We’ll still “borrow to invest” under a Miliband government – as if borrowing for capital projects is different from borrowing for any other purpose. Perhaps most strikingly, Miliband promised to be very clear about where the cuts would come from. Very clear at some point in the undefined future that is – yet another dodge, duck, dip, dive and dodge from a politician. It’s one we’re becoming all too familiar with.
Miliband did, of course, once again promise he wouldn’t go as far as the Tories who want to bring spending down to 1930s levels. The 1930s, you see, were a time of hunger, unemployment, depression and widespread poverty…

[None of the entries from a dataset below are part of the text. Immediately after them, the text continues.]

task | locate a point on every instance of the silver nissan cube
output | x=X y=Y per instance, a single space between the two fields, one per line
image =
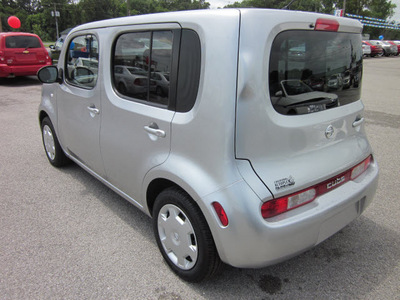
x=240 y=132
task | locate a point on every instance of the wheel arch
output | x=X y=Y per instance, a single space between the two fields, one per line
x=155 y=187
x=42 y=115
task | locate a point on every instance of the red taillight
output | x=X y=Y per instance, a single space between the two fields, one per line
x=278 y=206
x=326 y=25
x=221 y=213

Here, the 1930s saw average economic growth of 3.3 per cent, and if you applied that figure to today’s economy we’d be looking at an economy 6.5 per cent larger than existing forecasts by 2019-20. The nature of our spending has changed dramatically since then, so comparisons to the Road to Wigan Pier are frankly disingenuous, with health and welfare systems of a size and scale that none in the 1930s could ever have envisioned. Furthermore, the Chancellor’s plans wouldn’t take us back to 1930s levels – they’d take us back to where we were in 2008.
The funny thing is that the deficit should actually be fertile ground for the Chancellor’s opponents. He’s missed every deficit target he’s set himself and then, badger-like, has shifted the goalposts. The Autumn Statement last week set out lots of admirable principles about the deficit, but where the next tranche of savings will be found remains worryingly unclear, not least because of the ridiculous insistence on ring-fencing certain budgets.
A couple of weeks back, a “secret” recording of Kwasi Kwarteng at an IEA event revealed that – shock – some politicians think it might be useful to look at ring-fenced health and international aid budgets if we’re going to bring the deficit down. The boss of NHS England reckons the Health Service could save £22 billion through efficiencies, yet instead of asking him to do so politicians of all stripes are queuing up to sign more taxpayer-funded cheques.
If a budget is only ever going to go up, it’s not a budget – it’s a target. There’s no incentive to find savings – and with the Health Service budget now north of £100 billion, we need to find those savings if we’re going to realistically start to pay off the Treasury’s £1.4 trillion credit card bill.
So what are we left with? The Chancellor provided little detail of where he’d find the necessary savings in his Autumn Statement. The Leader of the Opposition, a man who stands a very good chance of inheriting the debt and the deficit, will only tell us what he’ll do to save money once he’s in Government, after he’s “protected” the NHS and other “limited” areas of spending. Nick Clegg is promising to raise taxes, and Nigel Farage’s tax-and-spend policies rarely last a news cycle before being binned.
Politicians don’t give the electorate enough credit, and they’ll see through empty promises and vague commitments. It’s time for a little more honesty, a little more bravery. Politicians may well be pleasantly surprised by the reaction if they were straight with taxpayers.